Karpeles Manuscript Library

Martin Luther

(1532) Marking the Recognition of the Protestant Movement

Luther approves the proposed terms of a treaty between Emperor Charles V and the Protestants.
In 1529, the withdrawal of the concessions given at the Imperial Diet at Speyer had provoked the protest of the minority of evangelical princes and of 14 imperial cities, which earned the protesters the title of Protestants. By 1532, the Protestant movement had grown to the extent that various Protestant Princes and States formed the "Schmalkaldic League" and threatened war on the Emperor. At the same time the powerful Turkish armies were also advancing on Rome.
Emperor Charles V proposed a treaty which would exchange recognition of the Protestant movement for the Protestant support against the Turks*. The treaty also marked the first time in history that the Protestants had ever formally signed any agreement with the Catholic Church.
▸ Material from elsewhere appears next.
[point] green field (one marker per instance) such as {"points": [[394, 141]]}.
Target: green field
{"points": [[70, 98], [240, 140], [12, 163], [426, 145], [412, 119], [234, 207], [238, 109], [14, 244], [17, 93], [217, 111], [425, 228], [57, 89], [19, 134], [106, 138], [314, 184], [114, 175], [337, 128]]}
Indeed, it was the first time that they were recognized as an independent religious/political power.
In this letter, written to influence the Leader of the League, the Prince of Saxony, to support the treaty during the negotiations to avert the imminent war, Luther argues that disapproval of the terms would result in "letting in the Turks" and the possible destruction of the Empire along with both religions and everything else. Both sides agreed and signed the Treaty of Nurnberg in July 1532.
*and Protestant support in electing Charles V's brother, the future Emperor Ferdinand I, as Roman King.